Of course, of late we’ve been encouraged to not stray any real distance from our home at all (someone mentioned something about a global pandemic and a national lockdown?). Since it isn’t exactly the best time to be out and about enjoying new adventures, it seems like a good opportunity to share some photos from some earlier ones. So here’s an adventure I prepared earlier:

A nice wander up Goat Hill. It either sounds:

  • Very relaxing—I mean a hill, how steep can that be?
  • Or harrowing—goats are crazy bastards after all…
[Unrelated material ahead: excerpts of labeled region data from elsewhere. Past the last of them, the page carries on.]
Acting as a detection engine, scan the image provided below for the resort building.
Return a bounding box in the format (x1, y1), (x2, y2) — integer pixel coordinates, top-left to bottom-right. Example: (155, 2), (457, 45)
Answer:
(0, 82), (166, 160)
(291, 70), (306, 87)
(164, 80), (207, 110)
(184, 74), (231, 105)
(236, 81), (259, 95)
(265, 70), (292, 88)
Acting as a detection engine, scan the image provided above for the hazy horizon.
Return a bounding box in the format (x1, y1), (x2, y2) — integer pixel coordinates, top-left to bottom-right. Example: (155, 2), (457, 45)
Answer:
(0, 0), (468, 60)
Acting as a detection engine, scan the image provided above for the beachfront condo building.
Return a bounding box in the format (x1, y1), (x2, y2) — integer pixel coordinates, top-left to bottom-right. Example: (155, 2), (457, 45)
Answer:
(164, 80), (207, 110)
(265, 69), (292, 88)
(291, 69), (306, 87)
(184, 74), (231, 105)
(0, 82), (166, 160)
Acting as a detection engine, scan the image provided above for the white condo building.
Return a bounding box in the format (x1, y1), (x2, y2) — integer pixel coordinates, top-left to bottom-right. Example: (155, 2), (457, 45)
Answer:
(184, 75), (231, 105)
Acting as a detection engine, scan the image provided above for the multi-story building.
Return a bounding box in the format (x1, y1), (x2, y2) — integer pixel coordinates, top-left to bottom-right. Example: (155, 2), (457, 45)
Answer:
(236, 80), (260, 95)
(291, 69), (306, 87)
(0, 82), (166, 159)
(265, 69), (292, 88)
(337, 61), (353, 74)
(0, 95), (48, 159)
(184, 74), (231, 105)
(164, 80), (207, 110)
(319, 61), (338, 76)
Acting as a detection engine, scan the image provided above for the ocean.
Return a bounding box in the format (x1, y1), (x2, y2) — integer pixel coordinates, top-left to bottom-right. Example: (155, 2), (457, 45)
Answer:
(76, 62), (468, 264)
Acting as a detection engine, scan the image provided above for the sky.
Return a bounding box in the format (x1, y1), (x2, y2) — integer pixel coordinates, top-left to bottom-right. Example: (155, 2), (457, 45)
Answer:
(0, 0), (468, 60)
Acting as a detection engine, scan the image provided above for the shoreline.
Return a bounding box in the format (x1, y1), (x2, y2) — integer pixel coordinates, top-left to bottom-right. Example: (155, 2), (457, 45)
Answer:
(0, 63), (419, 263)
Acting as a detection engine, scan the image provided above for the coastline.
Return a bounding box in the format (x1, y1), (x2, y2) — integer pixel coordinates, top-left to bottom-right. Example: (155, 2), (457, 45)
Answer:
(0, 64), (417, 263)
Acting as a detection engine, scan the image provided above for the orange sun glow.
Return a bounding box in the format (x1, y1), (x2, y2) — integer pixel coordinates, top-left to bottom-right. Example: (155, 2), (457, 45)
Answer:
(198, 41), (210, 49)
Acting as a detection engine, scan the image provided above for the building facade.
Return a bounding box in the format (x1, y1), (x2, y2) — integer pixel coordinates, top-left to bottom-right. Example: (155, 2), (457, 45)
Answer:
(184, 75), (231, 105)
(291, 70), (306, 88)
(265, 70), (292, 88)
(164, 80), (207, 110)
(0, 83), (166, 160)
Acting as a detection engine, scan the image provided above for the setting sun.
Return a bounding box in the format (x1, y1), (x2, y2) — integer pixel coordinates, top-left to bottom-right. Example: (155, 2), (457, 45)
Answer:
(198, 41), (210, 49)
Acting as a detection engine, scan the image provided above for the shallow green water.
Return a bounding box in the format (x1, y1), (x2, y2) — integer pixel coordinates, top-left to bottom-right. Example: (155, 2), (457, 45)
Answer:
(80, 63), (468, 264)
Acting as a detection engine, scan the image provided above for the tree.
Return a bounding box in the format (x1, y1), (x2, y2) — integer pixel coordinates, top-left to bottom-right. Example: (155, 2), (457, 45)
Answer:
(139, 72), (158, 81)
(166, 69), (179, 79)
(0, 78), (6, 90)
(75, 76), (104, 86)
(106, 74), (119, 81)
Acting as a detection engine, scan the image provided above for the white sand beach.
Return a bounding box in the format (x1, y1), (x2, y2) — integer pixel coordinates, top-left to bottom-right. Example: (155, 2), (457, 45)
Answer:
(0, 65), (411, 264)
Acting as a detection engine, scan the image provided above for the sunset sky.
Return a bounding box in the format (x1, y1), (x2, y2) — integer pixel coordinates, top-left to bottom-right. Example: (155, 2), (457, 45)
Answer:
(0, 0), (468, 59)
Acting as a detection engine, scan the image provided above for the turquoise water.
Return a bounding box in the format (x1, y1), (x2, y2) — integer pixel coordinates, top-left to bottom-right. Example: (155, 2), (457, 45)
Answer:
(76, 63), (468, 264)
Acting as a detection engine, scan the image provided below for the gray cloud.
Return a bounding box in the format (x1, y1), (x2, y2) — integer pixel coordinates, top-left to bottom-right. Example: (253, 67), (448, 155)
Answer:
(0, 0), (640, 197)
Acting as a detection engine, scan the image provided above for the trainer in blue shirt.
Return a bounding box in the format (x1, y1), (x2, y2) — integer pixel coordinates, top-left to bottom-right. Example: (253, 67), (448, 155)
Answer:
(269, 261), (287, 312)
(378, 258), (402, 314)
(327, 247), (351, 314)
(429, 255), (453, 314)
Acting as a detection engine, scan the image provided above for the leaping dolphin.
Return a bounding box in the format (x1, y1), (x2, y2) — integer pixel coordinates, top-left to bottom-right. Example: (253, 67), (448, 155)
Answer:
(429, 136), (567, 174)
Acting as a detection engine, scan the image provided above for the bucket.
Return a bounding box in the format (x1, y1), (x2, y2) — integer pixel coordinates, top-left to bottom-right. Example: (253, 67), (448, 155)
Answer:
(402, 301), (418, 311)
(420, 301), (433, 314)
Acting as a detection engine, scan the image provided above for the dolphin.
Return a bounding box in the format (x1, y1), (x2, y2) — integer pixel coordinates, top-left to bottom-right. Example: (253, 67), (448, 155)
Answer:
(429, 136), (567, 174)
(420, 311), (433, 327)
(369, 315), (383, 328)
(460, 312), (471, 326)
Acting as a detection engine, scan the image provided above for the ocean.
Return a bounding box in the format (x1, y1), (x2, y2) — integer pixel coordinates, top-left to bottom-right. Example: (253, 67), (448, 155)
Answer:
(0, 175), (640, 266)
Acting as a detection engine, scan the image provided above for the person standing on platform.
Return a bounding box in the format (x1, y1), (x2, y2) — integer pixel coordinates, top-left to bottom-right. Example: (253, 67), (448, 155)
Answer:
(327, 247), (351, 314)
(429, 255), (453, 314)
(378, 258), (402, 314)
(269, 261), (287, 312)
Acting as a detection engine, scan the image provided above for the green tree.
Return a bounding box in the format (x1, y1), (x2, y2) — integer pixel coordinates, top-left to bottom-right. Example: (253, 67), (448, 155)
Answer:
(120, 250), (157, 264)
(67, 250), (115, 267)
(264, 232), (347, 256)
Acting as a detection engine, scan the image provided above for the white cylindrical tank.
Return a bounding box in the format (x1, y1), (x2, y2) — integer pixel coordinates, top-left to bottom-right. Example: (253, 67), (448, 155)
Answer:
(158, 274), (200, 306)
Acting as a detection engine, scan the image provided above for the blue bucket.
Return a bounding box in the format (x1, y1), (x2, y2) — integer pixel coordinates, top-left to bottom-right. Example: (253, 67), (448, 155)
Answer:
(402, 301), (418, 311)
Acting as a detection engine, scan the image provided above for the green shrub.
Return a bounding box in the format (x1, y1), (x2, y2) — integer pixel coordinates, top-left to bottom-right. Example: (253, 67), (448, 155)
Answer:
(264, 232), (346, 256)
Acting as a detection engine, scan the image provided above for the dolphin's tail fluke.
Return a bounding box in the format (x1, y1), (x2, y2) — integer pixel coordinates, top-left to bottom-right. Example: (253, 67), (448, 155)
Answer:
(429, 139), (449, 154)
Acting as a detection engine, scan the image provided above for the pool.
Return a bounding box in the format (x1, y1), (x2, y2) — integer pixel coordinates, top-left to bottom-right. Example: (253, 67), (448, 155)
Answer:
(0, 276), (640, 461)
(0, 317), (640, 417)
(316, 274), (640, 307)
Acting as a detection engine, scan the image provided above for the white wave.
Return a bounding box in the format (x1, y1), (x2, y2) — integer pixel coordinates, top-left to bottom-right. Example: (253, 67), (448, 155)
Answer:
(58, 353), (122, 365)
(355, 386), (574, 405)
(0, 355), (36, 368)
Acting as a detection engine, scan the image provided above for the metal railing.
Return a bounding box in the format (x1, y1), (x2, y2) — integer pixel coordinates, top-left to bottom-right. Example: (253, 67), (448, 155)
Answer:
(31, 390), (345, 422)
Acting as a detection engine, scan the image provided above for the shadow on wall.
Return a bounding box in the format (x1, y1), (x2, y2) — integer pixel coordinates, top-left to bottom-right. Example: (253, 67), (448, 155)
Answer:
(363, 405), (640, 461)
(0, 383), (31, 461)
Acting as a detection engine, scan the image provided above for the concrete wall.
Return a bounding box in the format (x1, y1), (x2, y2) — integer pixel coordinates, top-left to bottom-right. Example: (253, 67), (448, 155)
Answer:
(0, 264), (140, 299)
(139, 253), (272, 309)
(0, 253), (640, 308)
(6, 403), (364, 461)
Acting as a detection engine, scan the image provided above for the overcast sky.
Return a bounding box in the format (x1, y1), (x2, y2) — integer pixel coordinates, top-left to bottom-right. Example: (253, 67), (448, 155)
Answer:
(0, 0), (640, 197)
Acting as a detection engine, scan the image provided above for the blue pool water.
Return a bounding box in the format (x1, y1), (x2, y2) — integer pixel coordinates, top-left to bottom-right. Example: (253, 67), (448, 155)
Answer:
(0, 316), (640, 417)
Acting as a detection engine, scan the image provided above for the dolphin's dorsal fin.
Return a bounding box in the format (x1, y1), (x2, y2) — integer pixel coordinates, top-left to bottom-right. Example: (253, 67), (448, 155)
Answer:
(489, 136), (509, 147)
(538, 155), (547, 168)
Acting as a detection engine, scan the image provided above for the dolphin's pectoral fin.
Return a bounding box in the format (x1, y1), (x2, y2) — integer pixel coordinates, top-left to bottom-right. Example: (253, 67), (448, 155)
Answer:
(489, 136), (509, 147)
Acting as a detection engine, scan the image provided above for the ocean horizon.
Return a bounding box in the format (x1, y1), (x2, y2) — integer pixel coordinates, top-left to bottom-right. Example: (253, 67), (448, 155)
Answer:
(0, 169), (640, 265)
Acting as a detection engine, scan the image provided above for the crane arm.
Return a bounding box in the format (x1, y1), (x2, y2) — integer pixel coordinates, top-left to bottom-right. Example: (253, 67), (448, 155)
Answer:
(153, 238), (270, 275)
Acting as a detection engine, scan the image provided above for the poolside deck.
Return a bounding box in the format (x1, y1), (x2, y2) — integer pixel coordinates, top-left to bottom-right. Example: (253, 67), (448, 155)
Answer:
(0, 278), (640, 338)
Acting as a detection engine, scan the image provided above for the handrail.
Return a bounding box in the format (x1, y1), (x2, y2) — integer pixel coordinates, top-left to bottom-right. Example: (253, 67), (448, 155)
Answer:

I signed up for this trip with the local tramping club for two reasons:

  • Impending bad weather had scuppered my other weekend plans.
  • I’d walked up Mt Barron on the opposite side of the valley earlier in the year. From that vantage point, the tussocky tops across the valley had looked wonderfully inviting.
When I revisited my Mt Barron photos, I realised I didn’t have a good shot of Goat Hill itself, but you can see the start of the ridge in this shot. It’s the foreground ridge leading off to a peak to the left of this shot.

However, after putting my name down for the trip—I began to doubt my choice. Nearly everyone who had been on the last Goat Hill excursion seemed traumatised. Descriptions like ‘steep’, ‘unrelenting’ ‘bleak’ and ‘miserable’ seemed unnervingly common .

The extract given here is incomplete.